Arts Entertainments

Diving through the crashing wave

Diving Through the Crashing Wave © 2020 Joan M. Newcomb, CPC

After a year and a half of traveling to New York to care for my brother who has had a stroke, exhaustion caught up with me and I put a pause on my regular ezine / blog posts and YouTube videos. I felt like I was saying the same thing over and over again.

I thought it would start again in February, but the Coronavirus spread around the world and it seems that it was in front of it. The first reported cases in the United States were in the Seattle area in February, and I attended a large meeting at the Seattle Center on February 22. Then I flew to New York City just as a single case was reported there. On March 1, I flew to Spain, and during the seventeen days there I was able to witness the city of Madrid go from being rarely casual about the outbreak (“there are only 400 cases in a city of 4 million”, to closing completely in 14 March: people weren’t even allowed to go out to exercise. Only one person in a car. You could be fined between 50 and 600 euros for being on the street if you didn’t buy the essentials.

I flew back to New York on March 17 and was isolated for 14 days. I thought I just had a cold, but now with a better awareness of the symptoms I am convinced it was a mild version of COVID19. While in New York, my sister-in-law developed much more recognizable symptoms, and I was there for a full month helping her recover and doing everything I could to prevent my disabled brother from infecting her.

I have been to Vashon Island since April 16 (I did not leave the house for the first 14 days) and I feel like I am barely taking my head out of the water.

It’s been an intense few months and it’s not over yet.

Regardless of which city I am in, the fear is palpable every time I go out. I have been hesitant to give a spiritual perspective on what is happening, feeling that neutrality could be confused with being disconnected or in denial. Also, if I’m so good at what I do, why am I in this parallel Universe? Why haven’t I changed, fixed or manipulated this hologram?

Here’s the thing: this is all part of the shift. What is falling apart, what is disintegrating in our lives, whether physically or emotionally, is because a greater Consciousness is being formed.

Now I used to resist pessimists who said, “not everyone is going to make it.” And yet wow, we’re seeing a lot of deaths in a short amount of time. But one way of looking at it is, there is no death, our loved ones have just left their physical forms for the loving embrace of a greater Consciousness. There is nothing good or bad about dying or the amount of time you spend in a lifetime in physical form. Also from my “5D” perspective, there are parallel universes where their bodies are still alive. And as Consciousness we are always connected, whether we are together in body or not.
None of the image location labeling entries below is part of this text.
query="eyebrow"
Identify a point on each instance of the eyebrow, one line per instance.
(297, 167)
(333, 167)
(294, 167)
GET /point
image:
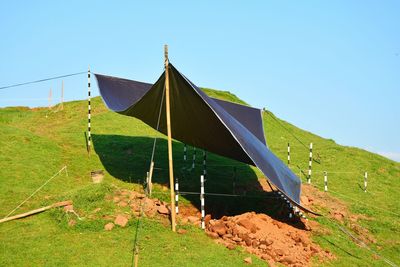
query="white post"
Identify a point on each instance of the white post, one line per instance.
(309, 165)
(204, 163)
(234, 180)
(89, 113)
(202, 202)
(176, 195)
(194, 158)
(50, 98)
(62, 95)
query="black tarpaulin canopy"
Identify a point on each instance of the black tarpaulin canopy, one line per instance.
(224, 128)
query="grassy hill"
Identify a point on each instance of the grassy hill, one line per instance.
(36, 143)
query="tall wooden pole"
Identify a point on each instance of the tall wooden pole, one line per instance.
(171, 165)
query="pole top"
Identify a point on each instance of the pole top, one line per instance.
(166, 54)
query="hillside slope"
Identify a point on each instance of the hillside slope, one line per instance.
(36, 143)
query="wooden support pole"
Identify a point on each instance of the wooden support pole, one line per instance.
(89, 114)
(171, 165)
(26, 214)
(150, 178)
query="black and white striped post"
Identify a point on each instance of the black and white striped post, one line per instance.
(234, 180)
(203, 213)
(365, 181)
(176, 195)
(62, 95)
(89, 113)
(204, 162)
(194, 158)
(309, 165)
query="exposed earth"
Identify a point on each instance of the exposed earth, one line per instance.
(288, 243)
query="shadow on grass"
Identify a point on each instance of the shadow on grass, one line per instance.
(128, 158)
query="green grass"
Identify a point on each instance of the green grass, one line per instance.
(35, 144)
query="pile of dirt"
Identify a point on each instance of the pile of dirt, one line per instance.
(267, 238)
(137, 202)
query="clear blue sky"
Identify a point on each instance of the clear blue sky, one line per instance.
(331, 67)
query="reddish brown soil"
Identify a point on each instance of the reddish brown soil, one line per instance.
(266, 238)
(289, 244)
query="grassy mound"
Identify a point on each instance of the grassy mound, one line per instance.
(36, 143)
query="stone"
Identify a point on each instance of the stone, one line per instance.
(237, 239)
(163, 210)
(207, 219)
(108, 226)
(192, 219)
(248, 225)
(231, 246)
(122, 204)
(121, 220)
(181, 231)
(248, 260)
(69, 208)
(279, 252)
(227, 236)
(212, 235)
(96, 210)
(219, 229)
(248, 241)
(288, 260)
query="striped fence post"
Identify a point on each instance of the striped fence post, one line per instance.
(50, 98)
(234, 180)
(203, 214)
(176, 195)
(309, 165)
(365, 181)
(62, 95)
(89, 113)
(204, 162)
(194, 158)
My interpretation of “5D” is not that we are all going to switch to it, one of my favorite astrologers thinks that means death. What I have found is that as I experience myself as a Greater Consciousness entering my body more, my reality feels lighter and more fluid. Time is malleable. Grounding is different. Physical reality is less dense. It’s like going from dial-up to Wi-Fi.

As a Consciousness, I totally agree with what is happening, even when my personality rages against it. It is not about superimposing a rosy vision on what is. It’s more like watching a city, neighborhood, or world go through an update. Telephone poles are knocked down, sewers dug, squalid houses condemned.
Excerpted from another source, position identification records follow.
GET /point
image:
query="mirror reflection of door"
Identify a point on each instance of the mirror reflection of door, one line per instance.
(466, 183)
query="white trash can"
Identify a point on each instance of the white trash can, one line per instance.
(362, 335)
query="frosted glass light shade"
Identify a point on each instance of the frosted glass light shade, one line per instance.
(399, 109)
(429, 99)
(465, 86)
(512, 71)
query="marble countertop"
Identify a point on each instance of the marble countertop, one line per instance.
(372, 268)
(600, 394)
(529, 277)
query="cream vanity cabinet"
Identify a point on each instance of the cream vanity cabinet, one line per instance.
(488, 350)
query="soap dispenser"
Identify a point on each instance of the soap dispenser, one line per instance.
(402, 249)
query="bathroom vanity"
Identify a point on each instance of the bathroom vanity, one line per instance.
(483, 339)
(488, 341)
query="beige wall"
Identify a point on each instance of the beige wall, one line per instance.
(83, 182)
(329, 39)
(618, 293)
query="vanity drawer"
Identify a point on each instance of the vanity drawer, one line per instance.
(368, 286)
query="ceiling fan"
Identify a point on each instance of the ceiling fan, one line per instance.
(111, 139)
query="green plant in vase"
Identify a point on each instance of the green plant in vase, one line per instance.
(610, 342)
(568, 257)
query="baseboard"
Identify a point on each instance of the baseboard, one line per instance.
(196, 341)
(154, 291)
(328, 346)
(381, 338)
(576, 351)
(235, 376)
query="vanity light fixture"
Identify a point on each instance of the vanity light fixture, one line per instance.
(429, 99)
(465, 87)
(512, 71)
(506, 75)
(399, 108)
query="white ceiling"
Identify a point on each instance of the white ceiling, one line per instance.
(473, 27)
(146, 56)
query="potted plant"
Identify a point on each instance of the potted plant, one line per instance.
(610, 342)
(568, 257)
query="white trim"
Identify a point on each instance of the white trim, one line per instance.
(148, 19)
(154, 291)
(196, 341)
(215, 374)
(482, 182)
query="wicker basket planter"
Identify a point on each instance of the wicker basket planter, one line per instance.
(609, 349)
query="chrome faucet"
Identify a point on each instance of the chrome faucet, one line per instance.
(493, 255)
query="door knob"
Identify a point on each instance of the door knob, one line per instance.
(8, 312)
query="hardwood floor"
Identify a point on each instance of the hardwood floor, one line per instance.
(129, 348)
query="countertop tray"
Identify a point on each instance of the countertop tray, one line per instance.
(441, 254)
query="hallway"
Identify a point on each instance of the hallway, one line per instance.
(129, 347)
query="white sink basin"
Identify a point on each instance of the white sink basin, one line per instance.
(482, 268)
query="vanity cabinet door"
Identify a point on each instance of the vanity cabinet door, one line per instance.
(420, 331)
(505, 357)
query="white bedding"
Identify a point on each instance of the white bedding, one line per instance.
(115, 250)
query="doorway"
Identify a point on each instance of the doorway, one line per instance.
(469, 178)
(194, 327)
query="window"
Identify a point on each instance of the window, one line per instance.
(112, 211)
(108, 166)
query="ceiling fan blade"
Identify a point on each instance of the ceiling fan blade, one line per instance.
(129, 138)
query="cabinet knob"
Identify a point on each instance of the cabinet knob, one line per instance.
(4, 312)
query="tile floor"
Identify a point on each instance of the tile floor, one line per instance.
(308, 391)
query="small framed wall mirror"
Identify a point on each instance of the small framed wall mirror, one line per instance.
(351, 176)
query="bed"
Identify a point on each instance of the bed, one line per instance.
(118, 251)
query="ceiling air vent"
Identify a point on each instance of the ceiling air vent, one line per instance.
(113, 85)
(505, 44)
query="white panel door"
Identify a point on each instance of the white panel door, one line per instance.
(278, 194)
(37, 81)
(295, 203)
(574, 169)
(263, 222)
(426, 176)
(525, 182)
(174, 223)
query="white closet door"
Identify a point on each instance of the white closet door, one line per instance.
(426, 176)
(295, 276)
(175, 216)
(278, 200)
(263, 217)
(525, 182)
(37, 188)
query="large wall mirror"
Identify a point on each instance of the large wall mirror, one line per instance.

At this moment it is very evident that this is a world of opposites. The loudest and weakest are in power, the old paradigms that they fight so hard to continue to impose are fading. What is emerging, I see, is a new inner sense of empowerment, that we are all inherently and uniquely valuable. As we broaden our awareness, the old definitions are also fading, in terms of gender and sex.

It is not easy and it will not end in a minute or a month, this transition will continue to unfold.

A while ago, while playing in the waves on the beach, I learned not to turn my back on the ocean when a giant wave was coming towards me. Just dive through it to the other side. As these waves of change come our way, face them, take a deep breath and dive into them. The reality will be much more fun on the other side.